Would she Tweet “Discovered a comet tonight!” or “Gold medal from King of Denmark here boy is it heavy!” or maybe a “That Asa Gray, he wrote ‘Sir” on my letter of invite to American Academy of Arts and Sciences and crossed it off – what a slap in the face!” – maybe that was too many characters for a Tweet? But then she could Tweet her students to remind them of late night observing or maybe blog about it. She embraced technology – albeit of the late nineteenth century – and she was constantly learning – even teaching herself Greek at the age of 70.

But if she blogged or Tweeted, I think it would be more about science and education and conversing with her students and other scientists than anything personal. Maybe a Tweet after one of her daily nature walks, “Just back from walk round campus – saw Henery {the groundhog that lived around the Observatory} and Indigo Bunting. Don’t forget observing @ midnight girls!”

JNLF

Maria Mitchell In Her Own Words

Maria in her chair

{March 1858} I am working to get admitted to see the observatory, but it cannot be done without special permission from the pope, and I don’t like to be “presented.” If I can get permission without the humbug of putting on a black veil and receiving a blessing from Pius, I shall; but I shrink from the formality of presentation. I know thou’d say “Be presented.”

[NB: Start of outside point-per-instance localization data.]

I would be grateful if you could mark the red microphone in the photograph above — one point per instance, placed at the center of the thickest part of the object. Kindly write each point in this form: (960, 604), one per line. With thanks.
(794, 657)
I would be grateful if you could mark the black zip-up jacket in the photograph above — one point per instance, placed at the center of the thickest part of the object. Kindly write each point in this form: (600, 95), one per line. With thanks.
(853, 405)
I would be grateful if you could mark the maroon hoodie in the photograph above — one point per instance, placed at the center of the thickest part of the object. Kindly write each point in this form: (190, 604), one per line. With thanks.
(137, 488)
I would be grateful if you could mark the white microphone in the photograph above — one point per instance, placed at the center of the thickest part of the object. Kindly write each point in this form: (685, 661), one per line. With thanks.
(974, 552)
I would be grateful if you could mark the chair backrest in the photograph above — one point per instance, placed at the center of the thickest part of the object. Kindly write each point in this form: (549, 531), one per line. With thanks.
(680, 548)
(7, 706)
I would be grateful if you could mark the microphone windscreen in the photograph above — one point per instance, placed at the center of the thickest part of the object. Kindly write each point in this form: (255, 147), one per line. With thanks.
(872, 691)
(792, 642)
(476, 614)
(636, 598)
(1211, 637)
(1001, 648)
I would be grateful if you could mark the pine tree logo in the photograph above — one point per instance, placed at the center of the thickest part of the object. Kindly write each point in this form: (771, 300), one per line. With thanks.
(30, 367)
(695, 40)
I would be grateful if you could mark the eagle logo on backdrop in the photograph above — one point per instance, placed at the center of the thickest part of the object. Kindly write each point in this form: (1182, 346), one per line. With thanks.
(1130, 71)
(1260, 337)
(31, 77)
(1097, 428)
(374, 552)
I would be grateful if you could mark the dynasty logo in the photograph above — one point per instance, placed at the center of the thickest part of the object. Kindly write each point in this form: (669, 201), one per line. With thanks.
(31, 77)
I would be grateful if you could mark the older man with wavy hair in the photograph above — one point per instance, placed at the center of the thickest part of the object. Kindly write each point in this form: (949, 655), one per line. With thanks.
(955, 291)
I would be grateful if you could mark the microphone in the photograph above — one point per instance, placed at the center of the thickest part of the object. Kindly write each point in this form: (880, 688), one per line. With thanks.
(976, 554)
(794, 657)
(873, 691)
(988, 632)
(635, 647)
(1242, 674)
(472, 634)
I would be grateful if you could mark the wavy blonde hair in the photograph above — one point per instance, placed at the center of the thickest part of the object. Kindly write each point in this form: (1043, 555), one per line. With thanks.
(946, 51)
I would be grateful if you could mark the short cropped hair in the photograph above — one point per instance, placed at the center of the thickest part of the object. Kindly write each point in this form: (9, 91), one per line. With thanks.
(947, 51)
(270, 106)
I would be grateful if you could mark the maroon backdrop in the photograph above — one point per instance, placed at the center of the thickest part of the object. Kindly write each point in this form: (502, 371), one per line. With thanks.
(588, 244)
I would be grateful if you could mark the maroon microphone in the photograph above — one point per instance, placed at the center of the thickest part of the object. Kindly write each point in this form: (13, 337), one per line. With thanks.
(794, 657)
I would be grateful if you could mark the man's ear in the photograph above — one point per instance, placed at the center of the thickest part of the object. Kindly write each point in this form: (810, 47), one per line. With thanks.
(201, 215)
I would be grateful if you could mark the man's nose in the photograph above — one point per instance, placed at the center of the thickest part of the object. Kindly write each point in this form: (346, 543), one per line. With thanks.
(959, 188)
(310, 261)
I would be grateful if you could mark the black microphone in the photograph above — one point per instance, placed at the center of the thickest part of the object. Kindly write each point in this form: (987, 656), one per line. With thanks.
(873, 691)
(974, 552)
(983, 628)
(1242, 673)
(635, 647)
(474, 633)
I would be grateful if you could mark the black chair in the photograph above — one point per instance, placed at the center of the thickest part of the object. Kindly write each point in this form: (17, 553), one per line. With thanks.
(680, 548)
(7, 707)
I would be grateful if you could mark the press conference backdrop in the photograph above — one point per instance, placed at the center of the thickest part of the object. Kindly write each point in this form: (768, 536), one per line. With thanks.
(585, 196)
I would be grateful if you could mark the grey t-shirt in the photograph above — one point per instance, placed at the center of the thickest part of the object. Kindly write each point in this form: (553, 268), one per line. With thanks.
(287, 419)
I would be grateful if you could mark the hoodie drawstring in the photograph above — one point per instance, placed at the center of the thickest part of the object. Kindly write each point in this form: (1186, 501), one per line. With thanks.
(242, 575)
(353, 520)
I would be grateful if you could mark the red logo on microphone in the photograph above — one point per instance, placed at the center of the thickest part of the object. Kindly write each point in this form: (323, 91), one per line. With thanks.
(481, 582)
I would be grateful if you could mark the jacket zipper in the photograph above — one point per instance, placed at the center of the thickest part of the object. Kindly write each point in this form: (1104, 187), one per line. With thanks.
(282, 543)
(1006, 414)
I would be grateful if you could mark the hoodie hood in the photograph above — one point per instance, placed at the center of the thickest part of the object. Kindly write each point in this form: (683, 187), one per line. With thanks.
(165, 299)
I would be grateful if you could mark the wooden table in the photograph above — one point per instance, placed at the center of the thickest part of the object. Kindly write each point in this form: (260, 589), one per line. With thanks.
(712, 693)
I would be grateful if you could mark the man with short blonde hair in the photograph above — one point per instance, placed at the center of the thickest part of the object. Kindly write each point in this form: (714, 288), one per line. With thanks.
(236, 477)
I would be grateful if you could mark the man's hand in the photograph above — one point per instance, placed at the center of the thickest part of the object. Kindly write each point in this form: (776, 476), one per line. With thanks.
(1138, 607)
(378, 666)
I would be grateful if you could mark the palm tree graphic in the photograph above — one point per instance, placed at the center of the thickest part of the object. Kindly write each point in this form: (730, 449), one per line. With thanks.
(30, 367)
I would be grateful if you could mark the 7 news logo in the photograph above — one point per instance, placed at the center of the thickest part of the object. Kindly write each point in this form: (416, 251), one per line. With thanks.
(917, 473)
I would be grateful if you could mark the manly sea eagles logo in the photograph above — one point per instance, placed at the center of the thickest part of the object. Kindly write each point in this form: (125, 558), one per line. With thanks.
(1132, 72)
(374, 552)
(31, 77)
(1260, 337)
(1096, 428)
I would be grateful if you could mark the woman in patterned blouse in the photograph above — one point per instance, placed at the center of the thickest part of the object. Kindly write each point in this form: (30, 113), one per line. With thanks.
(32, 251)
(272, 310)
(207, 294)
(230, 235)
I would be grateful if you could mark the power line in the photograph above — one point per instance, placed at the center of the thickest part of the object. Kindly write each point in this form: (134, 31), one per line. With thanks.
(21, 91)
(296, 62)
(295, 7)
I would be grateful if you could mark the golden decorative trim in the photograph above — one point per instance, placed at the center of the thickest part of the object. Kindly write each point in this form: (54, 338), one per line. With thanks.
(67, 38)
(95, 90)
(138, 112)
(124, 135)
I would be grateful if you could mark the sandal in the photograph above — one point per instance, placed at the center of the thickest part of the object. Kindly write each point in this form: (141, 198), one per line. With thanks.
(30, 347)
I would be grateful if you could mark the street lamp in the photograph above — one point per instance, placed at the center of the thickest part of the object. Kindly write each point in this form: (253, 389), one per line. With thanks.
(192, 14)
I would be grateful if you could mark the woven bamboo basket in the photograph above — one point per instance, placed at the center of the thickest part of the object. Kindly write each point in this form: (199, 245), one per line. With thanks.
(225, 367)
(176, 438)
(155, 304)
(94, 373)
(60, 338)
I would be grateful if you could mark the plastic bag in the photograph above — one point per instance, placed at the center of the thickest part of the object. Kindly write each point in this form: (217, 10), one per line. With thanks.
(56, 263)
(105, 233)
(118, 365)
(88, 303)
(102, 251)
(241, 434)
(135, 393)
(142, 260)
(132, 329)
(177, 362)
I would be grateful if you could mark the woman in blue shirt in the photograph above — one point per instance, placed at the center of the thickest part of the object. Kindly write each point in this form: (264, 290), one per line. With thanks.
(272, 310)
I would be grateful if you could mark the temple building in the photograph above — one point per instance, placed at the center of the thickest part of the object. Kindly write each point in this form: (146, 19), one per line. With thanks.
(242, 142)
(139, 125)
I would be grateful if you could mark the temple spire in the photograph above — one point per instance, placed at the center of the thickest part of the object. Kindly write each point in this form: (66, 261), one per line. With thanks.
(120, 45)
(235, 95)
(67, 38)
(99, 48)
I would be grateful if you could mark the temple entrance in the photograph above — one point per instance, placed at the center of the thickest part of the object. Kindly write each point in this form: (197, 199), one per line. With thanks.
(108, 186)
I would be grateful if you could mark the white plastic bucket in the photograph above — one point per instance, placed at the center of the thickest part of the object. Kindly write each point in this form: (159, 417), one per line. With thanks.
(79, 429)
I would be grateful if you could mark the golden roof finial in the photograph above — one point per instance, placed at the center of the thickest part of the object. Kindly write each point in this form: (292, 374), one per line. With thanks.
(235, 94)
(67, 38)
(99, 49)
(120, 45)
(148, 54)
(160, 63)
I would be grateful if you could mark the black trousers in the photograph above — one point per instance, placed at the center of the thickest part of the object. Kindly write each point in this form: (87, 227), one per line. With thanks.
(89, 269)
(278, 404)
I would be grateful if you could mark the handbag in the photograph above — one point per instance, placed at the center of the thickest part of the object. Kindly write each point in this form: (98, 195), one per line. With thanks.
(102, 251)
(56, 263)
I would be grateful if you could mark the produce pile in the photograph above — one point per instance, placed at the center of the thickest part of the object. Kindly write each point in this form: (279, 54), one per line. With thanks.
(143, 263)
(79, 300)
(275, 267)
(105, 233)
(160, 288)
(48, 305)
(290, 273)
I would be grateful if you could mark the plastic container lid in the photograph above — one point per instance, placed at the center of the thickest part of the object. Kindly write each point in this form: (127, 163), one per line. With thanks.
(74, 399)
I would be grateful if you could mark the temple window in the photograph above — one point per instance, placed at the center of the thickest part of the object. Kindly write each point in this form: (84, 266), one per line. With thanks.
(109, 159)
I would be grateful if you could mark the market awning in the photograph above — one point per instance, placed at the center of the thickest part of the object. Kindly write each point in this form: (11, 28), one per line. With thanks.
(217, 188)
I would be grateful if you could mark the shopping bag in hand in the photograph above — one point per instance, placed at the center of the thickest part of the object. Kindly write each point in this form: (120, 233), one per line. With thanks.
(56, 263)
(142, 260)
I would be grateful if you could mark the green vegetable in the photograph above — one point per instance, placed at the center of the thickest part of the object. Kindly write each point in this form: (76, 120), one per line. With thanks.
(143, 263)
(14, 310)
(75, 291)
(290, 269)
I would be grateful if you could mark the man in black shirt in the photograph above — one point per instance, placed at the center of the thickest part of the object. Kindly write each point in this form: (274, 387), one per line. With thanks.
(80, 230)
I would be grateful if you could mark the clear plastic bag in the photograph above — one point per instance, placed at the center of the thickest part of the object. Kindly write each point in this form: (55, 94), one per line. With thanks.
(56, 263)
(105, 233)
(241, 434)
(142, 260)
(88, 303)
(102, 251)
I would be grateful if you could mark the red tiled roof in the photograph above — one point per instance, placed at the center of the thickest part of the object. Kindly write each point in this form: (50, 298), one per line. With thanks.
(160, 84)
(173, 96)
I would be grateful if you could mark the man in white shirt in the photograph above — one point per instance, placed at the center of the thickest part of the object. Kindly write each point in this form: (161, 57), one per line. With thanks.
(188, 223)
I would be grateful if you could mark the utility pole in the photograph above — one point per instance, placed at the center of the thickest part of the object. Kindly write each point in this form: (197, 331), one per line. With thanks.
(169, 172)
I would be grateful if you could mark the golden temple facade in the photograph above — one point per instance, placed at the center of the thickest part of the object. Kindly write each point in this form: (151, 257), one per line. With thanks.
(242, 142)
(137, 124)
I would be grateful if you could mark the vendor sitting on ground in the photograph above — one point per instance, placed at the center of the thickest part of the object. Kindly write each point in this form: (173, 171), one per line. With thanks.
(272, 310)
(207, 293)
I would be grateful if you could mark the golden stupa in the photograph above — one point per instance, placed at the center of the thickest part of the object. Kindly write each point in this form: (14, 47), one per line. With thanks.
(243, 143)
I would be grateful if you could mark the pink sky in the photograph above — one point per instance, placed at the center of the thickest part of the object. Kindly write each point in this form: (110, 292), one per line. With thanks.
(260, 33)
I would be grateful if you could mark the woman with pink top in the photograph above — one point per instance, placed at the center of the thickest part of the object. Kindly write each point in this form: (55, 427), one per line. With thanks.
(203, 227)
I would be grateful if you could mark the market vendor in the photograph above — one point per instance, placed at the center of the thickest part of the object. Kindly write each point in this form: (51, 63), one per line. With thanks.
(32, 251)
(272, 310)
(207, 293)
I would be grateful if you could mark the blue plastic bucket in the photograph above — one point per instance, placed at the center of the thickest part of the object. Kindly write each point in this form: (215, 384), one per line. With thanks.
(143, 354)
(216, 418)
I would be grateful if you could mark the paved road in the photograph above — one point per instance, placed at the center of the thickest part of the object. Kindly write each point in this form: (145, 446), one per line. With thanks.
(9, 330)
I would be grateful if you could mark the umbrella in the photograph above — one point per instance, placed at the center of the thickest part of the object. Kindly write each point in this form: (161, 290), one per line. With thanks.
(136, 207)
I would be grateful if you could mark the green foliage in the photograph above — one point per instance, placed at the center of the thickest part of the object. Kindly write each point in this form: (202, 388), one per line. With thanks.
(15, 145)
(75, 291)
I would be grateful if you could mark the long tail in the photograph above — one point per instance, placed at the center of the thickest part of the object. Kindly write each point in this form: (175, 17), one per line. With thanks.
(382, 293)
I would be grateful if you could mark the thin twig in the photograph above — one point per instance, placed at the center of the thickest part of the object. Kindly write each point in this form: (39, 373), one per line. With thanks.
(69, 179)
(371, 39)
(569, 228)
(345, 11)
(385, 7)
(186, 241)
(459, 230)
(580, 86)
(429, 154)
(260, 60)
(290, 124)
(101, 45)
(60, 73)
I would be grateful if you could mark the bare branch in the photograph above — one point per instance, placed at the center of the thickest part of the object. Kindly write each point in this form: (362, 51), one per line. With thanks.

The above is from a letter written by Maria Mitchell to her father, William Mitchell. Never much for pomp – but also raised within the Quaker faith where one of the tenets was that everyone was on equal footing – I can see why Maria balked at having to go through such formalities for Pope Pius but also to gain entry to the Vatican’s observatory. I have written about the fact before that she was the first woman to gain entry and the fact that it took at least a fortnight. Can you believe that? Well, if you lived in that time and earlier, yes you could. But it seems so alien and foreign to us now – though we all know this continues to happen in our world today – for females and males.